Tra tutte l’atteso piano per le assunzioni di circa 30mila tra medici e infermieri che ora rischia di essere ridimensionato: il prossimo anno ci saranno infatti circa 1,2 miliardi a disposizione per le misure sul personale sanitario (sono le risorse aggiunte per il 2025 dalla manovra) e da qui si dovranno trovare i fondi per finanziare sia la prima tranche del piano che a questo punto non supererà le 5-6mila assunzioni, ma anche la detassazione di una parte della busta paga dei sanitari e gli incentivi ai giovani medici per scegliere quelle specializzazioni che oggi vedono tanti posti andare deserti.
Fringe benefit
In manovra spuntano primi assaggi del “piano casa” oggetto di confronto tra Confindustria e governo. Lo strumento individuato sono i fringe benefit, con importi maggiorati - si sta ragionando fino a 3-4mila euro - per i nuovi assunti che accettano di trasferire la residenza di oltre 100 chilometri. Era stato il presidente di Confindustria, Emanuele Orsini, ad avanzare al governo la proposta per rispondere alle molte aziende che, non riuscendo a reperire manodopera in loco, devono ampliare la ricerca in altre zone, scontrandosi con la difficoltà dei lavoratori ad affrontare la spesa per l’affitto della casa. Per il resto viene confermata anche per il 2025 la soglia di esenzione fiscale dei fringe benefit che era stata portata nel 2024 per tutti i lavoratori dipendenti a mille euro, anziché 258,23 euro. Il tetto massimo è fissato a 2mila euro per i lavoratori dipendenti con figli fiscalmente a carico.

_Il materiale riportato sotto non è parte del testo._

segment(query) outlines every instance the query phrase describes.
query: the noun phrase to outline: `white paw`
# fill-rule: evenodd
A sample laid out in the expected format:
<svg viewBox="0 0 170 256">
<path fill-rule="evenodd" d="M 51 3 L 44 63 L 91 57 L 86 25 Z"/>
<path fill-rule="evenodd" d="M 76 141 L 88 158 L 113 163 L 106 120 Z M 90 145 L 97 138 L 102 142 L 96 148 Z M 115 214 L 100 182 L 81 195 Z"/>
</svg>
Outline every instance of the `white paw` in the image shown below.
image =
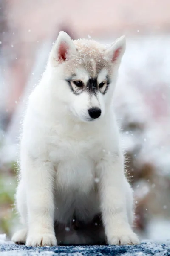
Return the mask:
<svg viewBox="0 0 170 256">
<path fill-rule="evenodd" d="M 51 233 L 36 233 L 28 236 L 27 246 L 55 246 L 57 245 L 55 236 Z"/>
<path fill-rule="evenodd" d="M 26 228 L 17 231 L 12 237 L 11 240 L 16 244 L 25 244 L 27 235 L 27 230 Z"/>
<path fill-rule="evenodd" d="M 108 243 L 111 245 L 131 245 L 139 244 L 139 240 L 137 235 L 133 231 L 122 234 L 115 234 L 108 239 Z"/>
</svg>

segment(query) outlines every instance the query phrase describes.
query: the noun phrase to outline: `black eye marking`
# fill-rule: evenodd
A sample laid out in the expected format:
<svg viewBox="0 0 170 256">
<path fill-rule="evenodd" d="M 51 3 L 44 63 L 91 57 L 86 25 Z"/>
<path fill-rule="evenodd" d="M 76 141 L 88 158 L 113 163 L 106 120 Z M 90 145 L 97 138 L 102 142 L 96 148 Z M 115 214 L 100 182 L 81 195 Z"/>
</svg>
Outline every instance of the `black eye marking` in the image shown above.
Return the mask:
<svg viewBox="0 0 170 256">
<path fill-rule="evenodd" d="M 97 79 L 96 78 L 91 78 L 87 83 L 87 89 L 91 93 L 95 93 L 97 90 Z"/>
<path fill-rule="evenodd" d="M 104 83 L 104 82 L 102 82 L 102 83 L 100 83 L 99 84 L 99 88 L 100 89 L 101 88 L 102 88 L 103 87 L 103 86 L 104 86 L 105 84 L 105 83 Z"/>
<path fill-rule="evenodd" d="M 83 87 L 83 83 L 82 81 L 73 81 L 73 82 L 77 87 Z"/>
<path fill-rule="evenodd" d="M 110 79 L 108 76 L 107 76 L 106 78 L 106 80 L 107 86 L 106 87 L 106 88 L 105 88 L 104 91 L 103 93 L 102 93 L 103 94 L 105 94 L 107 91 L 108 90 L 108 88 L 109 85 L 110 83 Z"/>
</svg>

Per le pensioni rimane Quota 103
La versione di partenza del pacchetto pensioni della manovra, in attesa del testo finale, prevede la conferma di Quota 103 in versione contributiva, di Ape sociale e di Opzione donna “selettiva”.
Viene poi rafforzato, con una forma di detassazione, il cosiddetto bonus Maroni per favorire la permanenza al lavoro dei lavoratori che hanno raggiunto i requisiti per il pensionamento. Questi incentivi riguarderanno anche il pubblico impiego dove, d’intesa con le amministrazioni di appartenenza i dipendenti pubblici potranno restare al lavoro, su base volontaria, uno o due anni oltre il limite pensionabile. Previsto anche un mini-piano per rafforzare la previdenza integrativa, partendo da una nuova fase di «silenzio assenso» per destinare il Tfr ai fondi pensione. Possibili interventi anche sulla deducibilità e sul “mix” previdenza obbligatoria e complementare. Non scatteranno nuovi tagli alle rivalutazioni degli assegni. Ci sarà invece un mini-ritocco delle «minime».